Well, if for no other reason, it’s a pleasure to be reminded that at its heart, “Macbeth” is a ripping ghost story. It’s a tale of dark and supernatural powers and the ways such powers can corrupt otherwise moral men. To Shakespeare’s audiences in his time, this would have been both thrilling and terrifying, as belief in witches was by no means unknown. Modern audiences tend to see the Weird Sisters who set Macbeth on his murderous path as either metaphors for ego run rampant or mental illness. (The latter was the concept behind Alan Cummings’ production last year, which, ironically, was more ego run rampant than Shakespeare.)
Lack of focus, jumble of styles are the undoing of another “Macbeth”

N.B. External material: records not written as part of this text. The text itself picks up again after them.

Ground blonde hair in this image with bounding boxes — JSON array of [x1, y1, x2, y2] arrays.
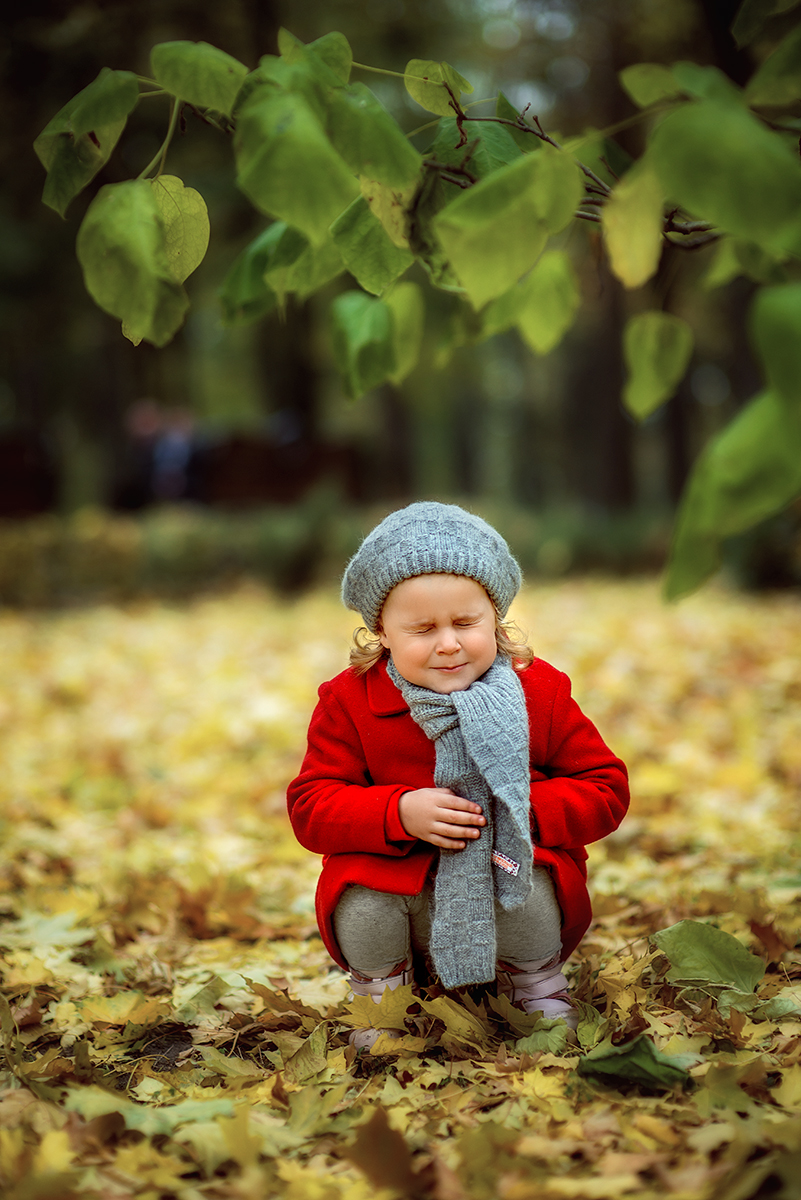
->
[[350, 606, 534, 674]]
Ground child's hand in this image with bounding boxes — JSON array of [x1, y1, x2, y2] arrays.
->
[[398, 787, 487, 850]]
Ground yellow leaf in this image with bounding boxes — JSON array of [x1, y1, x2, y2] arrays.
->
[[150, 175, 209, 283], [341, 985, 416, 1030], [217, 1104, 261, 1166], [771, 1062, 801, 1112], [0, 1129, 25, 1180], [32, 1129, 73, 1175], [420, 996, 489, 1045], [80, 991, 169, 1025], [114, 1141, 192, 1194], [601, 167, 664, 288], [359, 175, 417, 250]]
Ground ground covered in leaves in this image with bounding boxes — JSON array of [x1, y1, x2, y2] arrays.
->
[[0, 581, 801, 1200]]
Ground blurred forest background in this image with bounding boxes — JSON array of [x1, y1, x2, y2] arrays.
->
[[0, 0, 801, 602]]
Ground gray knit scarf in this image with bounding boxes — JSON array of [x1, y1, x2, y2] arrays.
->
[[387, 656, 534, 988]]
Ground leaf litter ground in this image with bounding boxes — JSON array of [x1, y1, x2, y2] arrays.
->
[[0, 580, 801, 1200]]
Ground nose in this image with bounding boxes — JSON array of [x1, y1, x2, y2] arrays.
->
[[436, 629, 460, 654]]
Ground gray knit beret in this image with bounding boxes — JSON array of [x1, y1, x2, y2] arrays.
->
[[342, 500, 522, 634]]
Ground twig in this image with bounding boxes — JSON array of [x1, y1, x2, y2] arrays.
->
[[137, 97, 181, 179]]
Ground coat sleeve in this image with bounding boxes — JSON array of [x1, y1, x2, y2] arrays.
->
[[287, 683, 415, 856], [526, 671, 628, 850]]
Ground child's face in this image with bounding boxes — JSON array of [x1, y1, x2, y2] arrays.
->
[[379, 575, 498, 695]]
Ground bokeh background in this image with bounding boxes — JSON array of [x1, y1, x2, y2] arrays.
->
[[0, 0, 801, 602]]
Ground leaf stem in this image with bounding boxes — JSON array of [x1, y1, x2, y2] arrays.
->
[[137, 96, 181, 179], [350, 62, 416, 79]]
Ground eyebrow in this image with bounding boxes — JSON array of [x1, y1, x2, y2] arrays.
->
[[402, 612, 482, 629]]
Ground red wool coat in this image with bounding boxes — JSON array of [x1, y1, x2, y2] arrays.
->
[[287, 659, 628, 967]]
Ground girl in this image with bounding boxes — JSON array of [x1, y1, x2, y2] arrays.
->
[[288, 502, 628, 1046]]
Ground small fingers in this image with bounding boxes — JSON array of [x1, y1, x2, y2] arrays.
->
[[436, 809, 487, 836]]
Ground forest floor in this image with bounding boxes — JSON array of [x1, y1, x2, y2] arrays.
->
[[0, 580, 801, 1200]]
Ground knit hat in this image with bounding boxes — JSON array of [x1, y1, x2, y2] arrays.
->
[[342, 500, 522, 634]]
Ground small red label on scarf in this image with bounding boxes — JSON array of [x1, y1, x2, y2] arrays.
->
[[492, 850, 520, 875]]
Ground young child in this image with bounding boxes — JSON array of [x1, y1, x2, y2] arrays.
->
[[288, 502, 628, 1046]]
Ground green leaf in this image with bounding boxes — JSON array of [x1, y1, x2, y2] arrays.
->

In the current production, O’Brien has tried to split the difference between grand guignol and a contemporary reading — with decidedly mixed results. The staging is highly dramatic. Scott Pask’s looming set is spectacular, drawing inspiration from the expressionists. Japhy Weideman’s lighting is equally breathtaking, making as much use of darkness as of light and achieving a haunting theatricality throughout. Catherine Zuber’s costumes are, as always, cut perfectly, implying a classic period without being specific. There is heavy use of dark colors and leathers with occasional, dramatic flashes of color, such as gold in the coronation robes, that, as Henry IV says, “shine out like bright metal on sullen ground.”
Completing the concept’s high drama are the Weird Sisters, played by three men — John Glover, Malcolm Gets, and Byron Jennings. The male dynamic makes them appropriately scary, and one has no trouble believing that Glover, especially, could summon demons on a whim. The play’s design and the performances from these three actors coming so early in the play set a stylistic tone that O’Brien unfortunately abandons once the main plot begins to unfold.
The problem is that Ethan Hawke and Anne-Marie Duff as Macbeth and his Lady, respectively, appear to be in a different production of the play than the one unfolding around them. Hawke is an extraordinary actor, and his performance in “Clive” was a highlight of last season. However, his approach to Macbeth is much smaller and out of scale with the background action. He makes some interesting choices, particularly in moving from skepticism about predictions he will be king to conviction as the Weird Sisters’ prophecies begin to come true. Still, he underplays the moment in a way that could have been fascinating in a more intimate production.
Duff’s performance is largely unfocused, her motivations never clear in a given scene. Lady Macbeth’s sleepwalking scene, arguably one of the most famous in all of Shakespeare, evokes neither horror nor sympathy. Like much of the rest of her performance, it seems mechanical and filled with far too much contemporary sexuality.
Perhaps O’Brien was trying to create a distinction between the corporeal and supernatural worlds by placing naturalistic performances by Duff and Hawke at the center of the play, but the conceit, if that’s what it was, falls flat, as the action become larger and more dramatic.
Daniel Sunjata’s Macduff is huge, for example, and he fills the stage with his presence. Of course, he’s really the hero of the piece, and he carries it off with wonderful authority. Brian d’Arcy James is an affecting Banquo and delivers some of the show’s most compelling moments as his loyalty to Macbeth is repaid with his murder. Not so successful is Jonny Orsini as Malcolm. Outstanding in “The Nance” last season, Orsini is too contemporary and understated in the role.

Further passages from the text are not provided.